Common scams fake crypto exchanges can cause

  • Pig butchering scams – Many pig butchering scams rely on fake exchanges that give scammers control over a victim’s wallet and entire asset profile. They also trick victims into adding their bank account information and other financial assets to steal funds from there.
  • Fake crypto wallets – Fake exchanges sometimes promote wallets that are also hidden backdoors to give scammers access to a victim’s funds.
  • Crypto investment scams – Teams behind fake exchanges may also promote other projects and investments they are working on, like new coins, DeFi projects, or NTFs. If the exchange is a fake operated by scammers, it is often a gateway to trick victims into falling for other related crypto scams.
  • Rug pull scams – Similar to crypto investment scams being linked to fake exchanges, teams behind the fake exchange may promote coins or new investment opportunities on the platform only to “pull the rug” and abandon the project once they have enough investors.

How can you spot a fake crypto exchange?

  1. Check if the exchange is regulated by a reputable authority. Legitimate exchanges usually comply with regulatory requirements like AML and others enacted in the jurisdictions where they operate. Look for information about regulatory licenses or registrations on the exchange’s website.
  2. Research reviews, forum discussions, and social media posts from other traders about an exchange before using it.

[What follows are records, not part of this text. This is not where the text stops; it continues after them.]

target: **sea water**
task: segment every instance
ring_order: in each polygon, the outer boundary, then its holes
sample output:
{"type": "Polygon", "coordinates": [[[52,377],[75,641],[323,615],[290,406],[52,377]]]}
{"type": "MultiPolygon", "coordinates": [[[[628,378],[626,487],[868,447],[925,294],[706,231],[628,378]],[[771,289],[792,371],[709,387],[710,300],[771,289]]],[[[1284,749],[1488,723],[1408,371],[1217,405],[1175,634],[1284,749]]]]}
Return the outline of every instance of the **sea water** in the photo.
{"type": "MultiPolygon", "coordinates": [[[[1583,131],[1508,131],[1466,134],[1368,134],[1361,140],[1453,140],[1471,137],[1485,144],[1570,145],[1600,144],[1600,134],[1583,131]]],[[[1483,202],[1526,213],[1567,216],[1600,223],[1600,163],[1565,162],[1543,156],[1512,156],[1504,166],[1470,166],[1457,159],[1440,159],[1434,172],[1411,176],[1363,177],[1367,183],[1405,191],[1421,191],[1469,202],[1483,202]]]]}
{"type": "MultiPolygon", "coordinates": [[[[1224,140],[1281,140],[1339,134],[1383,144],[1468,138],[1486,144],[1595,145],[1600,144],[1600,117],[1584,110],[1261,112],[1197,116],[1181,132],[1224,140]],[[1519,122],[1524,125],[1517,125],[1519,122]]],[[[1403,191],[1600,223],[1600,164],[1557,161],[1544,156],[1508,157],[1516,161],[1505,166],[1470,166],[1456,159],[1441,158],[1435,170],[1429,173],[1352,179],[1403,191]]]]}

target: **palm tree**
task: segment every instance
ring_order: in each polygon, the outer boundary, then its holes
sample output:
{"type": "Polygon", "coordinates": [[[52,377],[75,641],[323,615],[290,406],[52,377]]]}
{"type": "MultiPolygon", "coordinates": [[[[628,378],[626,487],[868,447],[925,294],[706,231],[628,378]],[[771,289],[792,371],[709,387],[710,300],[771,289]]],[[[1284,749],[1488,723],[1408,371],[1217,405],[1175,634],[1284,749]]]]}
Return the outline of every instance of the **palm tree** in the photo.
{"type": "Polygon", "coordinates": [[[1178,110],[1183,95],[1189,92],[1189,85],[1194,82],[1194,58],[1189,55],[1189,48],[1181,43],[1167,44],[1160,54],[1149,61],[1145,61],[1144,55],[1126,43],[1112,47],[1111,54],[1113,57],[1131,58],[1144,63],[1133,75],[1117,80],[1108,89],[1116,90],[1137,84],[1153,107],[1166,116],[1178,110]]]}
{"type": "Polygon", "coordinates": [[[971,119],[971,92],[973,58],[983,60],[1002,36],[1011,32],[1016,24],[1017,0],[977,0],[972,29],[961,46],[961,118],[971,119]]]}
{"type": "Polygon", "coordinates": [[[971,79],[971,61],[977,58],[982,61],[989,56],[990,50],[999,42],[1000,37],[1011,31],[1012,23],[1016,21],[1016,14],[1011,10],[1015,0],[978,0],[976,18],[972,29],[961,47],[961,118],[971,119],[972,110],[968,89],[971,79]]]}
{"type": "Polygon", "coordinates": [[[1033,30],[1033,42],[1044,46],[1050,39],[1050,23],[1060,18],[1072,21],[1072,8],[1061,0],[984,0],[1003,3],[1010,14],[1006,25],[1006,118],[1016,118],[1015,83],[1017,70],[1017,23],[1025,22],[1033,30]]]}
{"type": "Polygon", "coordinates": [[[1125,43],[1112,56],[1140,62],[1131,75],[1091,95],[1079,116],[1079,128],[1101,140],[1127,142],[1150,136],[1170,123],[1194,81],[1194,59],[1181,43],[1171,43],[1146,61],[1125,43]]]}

Pay attention to any complaints about funds being withheld, poor customer service, or suspicious activity.
  3. Confirm the presence of security features like two-factor authentication (2FA), cold storage for funds, encryption protocols, and regular security audits.
  4. Make sure the exchange readily offers transparent information about its team, company background, physical address, and regulatory status. Be wary of exchanges that lack transparency or provide vague or conflicting information about their operations.
  5. Check the exchange’s trading volume and activity on reputable data aggregation sites. Be cautious if the reported trading volume seems unusually high compared to other exchanges or if there are sudden spikes in activity without plausible reasons.
  6. Evaluate the exchange’s website and trading platform. Legitimate exchanges typically invest in user-friendly interfaces and robust trading functionalities. Be skeptical if the website appears poorly designed, contains grammatical errors, or lacks essential features.
  7. Test the exchange’s customer support system by reaching out with questions or concerns. Legitimate exchanges usually offer responsive customer support through email, live chat, or ticketing systems. Beware of exchanges with slow response times or unhelpful support representatives.
  8. Be cautious of exchanges that make unrealistic promises, such as guaranteed high returns on investments, extremely low trading fees, or exclusive deals for new users. If an offer sounds too good to be true, it probably is.
  9. Watch out for phishing attempts from fake exchanges posing as legitimate ones. Be cautious of unsolicited emails, messages, or advertisements asking you to click on suspicious links or provide sensitive information.
  10. Engage with the cryptocurrency community to get feedback and opinions about the exchange in question. Platforms like Reddit, Bitcointalk, and social media channels can be valuable sources of information and insights from experienced traders.